Reputation: 26766
I've got a job processor which needs to handle ~300 jobs in parallel (jobs can take up to 5 minutes to complete, but they are usually network-bound).
The issue I've got is that jobs tend to come in clumps of a specific type. For simplicity, let's say there are six job types, JobA
through JobF
.
JobA
- JobE
are network bound and can quite happily have 300 running together without taxing the system at all (actually, I've managed to get more than 1,500 running side-by-side in tests). JobF
(a new job type) is also network-bound, but it requires a considerable chunk of memory and actually uses GDI functionality.
I'm making sure I carefully dispose of all GDI objects with using
s and according to the profiler, I'm not leaking anything. It's simply that running 300 JobF
in parallel uses more memory than .NET is willing to give me.
What's the best practice way of dealing with this? My first thought was to determine how much memory overhead I had and throttle spawning new jobs as I approach the limit (at least JobF
jobs). I haven't been able to achieve this as I can't find any way to reliably determine what the framework is willing to allocate me in terms of memory. I'd also have to guess at the maximum memory used by a job which seems a little flakey.
My next plan was to simply throttle if I get OOMs and re-schedule the failed jobs. Unfortunately, the OOM can occur anywhere, not just inside the problematic jobs. In fact, the most common place is the main worker thread which manages the jobs. As things stand, this causes the process to do a graceful shutdown (if possible), restart and attempt to recover. While this works, it's nasty and wasteful of time and resources - far worse than just recycling that particular job.
Is there a standard way to handle this situation (adding more memory is an option and will be done, but the application should handle this situation properly, not just bomb out)?
Upvotes: 3
Views: 1899
Reputation: 56477
it's simply that running 300 JobF in parallel uses more memory than .Net is willing to give me.
Well then, just don't do this. Queue up your jobs in the system ThreadPool. Or, alternatively, scale-out and distribute the load to more systems.
Also, take a look at CERs to at least run cleanup code if an out of memory exceptions happens.
UPDATE: Another thing to be aware of, since you mentioned you use GDI, is that it can throw an OutOfMemoryException
for things that are not out of memory conditions.
Upvotes: 2
Reputation: 19956
I am doing something remotely similar to your case, and I opted for the approach in which I have ONE task processor (main queue manager that runs on ONE node) and as much AGENTS that run on one or more nodes.
Each of the agents run as a separate process.
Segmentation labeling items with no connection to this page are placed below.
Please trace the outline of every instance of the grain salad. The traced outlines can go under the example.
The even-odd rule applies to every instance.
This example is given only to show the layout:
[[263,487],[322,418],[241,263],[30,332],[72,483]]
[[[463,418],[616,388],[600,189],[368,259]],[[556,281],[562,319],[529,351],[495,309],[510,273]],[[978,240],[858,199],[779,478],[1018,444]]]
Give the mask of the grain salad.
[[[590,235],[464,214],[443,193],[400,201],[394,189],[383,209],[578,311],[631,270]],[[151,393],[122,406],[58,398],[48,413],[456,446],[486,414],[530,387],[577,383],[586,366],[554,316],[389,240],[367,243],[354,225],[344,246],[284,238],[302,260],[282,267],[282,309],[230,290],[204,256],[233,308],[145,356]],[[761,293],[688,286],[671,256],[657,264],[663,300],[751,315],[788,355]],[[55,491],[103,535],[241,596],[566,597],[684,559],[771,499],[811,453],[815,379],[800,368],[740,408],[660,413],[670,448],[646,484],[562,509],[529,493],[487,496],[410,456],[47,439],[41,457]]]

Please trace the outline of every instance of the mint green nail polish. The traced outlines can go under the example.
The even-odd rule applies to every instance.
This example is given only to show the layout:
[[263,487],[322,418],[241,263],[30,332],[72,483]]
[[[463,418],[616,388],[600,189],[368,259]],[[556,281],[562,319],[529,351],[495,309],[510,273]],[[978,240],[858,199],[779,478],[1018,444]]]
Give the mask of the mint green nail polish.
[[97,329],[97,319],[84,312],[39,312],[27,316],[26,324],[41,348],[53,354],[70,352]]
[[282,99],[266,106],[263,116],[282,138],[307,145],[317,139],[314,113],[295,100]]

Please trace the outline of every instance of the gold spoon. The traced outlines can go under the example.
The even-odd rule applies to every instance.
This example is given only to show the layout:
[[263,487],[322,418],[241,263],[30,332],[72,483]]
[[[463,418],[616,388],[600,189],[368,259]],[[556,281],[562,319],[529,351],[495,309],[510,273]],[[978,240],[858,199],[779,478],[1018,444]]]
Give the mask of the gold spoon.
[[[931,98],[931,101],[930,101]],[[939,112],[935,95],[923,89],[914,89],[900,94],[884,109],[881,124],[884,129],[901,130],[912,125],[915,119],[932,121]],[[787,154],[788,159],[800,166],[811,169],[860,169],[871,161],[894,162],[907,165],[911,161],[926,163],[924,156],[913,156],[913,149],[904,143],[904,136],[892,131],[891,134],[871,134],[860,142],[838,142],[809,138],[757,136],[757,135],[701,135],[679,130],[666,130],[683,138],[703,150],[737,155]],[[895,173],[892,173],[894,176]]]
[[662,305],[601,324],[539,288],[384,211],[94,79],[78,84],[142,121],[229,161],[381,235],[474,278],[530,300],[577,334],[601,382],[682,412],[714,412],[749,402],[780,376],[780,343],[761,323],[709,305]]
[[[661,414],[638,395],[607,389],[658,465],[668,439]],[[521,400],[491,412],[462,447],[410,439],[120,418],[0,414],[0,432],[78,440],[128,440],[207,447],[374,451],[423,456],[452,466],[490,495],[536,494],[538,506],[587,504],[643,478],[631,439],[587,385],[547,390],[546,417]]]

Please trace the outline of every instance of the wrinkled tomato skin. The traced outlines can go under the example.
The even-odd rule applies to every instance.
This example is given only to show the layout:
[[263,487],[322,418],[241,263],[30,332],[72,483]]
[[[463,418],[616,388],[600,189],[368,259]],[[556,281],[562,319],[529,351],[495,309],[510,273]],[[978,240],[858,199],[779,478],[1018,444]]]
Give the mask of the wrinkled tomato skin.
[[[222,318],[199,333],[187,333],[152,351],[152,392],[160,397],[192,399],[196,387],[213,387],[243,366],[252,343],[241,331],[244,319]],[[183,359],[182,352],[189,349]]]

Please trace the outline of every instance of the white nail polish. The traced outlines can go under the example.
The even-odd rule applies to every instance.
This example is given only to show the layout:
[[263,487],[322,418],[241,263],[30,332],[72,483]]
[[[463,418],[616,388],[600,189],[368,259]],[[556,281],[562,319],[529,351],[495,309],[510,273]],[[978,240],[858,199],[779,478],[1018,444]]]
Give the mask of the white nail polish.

They:
Queue manager is designed in a way so if any agent fails during execution of the job, it will be simply re-tasked to another agent after some time.
BTW, consider NOT having all the tasks run at once in parallel, since there really is some overhead (it might be substantial) in switching context. In your case, you might be saturating network with an unnecessary PROTOCOL traffic instead real DATA traffic.
Another fine point of this design is that if I start to fall behind on data processing, I can always turn on one more machine (say Amazon C2 instance) and run several agents more that will help complete the task-base more quickly.
In answer to your question:
Every host will take as much as it can, since there are finite number of agents that run on one host. When one task is DONE, another is taken and ad infinitum. I don't use database. Tasks aren't time-critical, so I have one process that goes round and round on the incoming data-set and creates new tasks if something failed in previous run(s). Concretely:
http://access3.streamsink.com/archive/ (source data)
http://access3.streamsink.com/tbstrips/ (calculated results)
On each queue manager run, source and destination are scanned, resulting sets subtracted and filenames turned into tasks.
And still some more:
I am using web services to get job info/returning results and simple http to get the data for processing.
Finally:
This is simpler of the 2 manager/agent pairs that I have - other one is somehow more complicated so I won't go into detail of it here. Use the e-mail :)
Upvotes: 2
Reputation: 45096
Ideally could partition into process-profile. CPU bound, memory bound, IO bound, net work bound. I am a rookie at parallel processing but what TPL does well is CPU bound and cannot really tune much past MaxDegreeOfParallelism.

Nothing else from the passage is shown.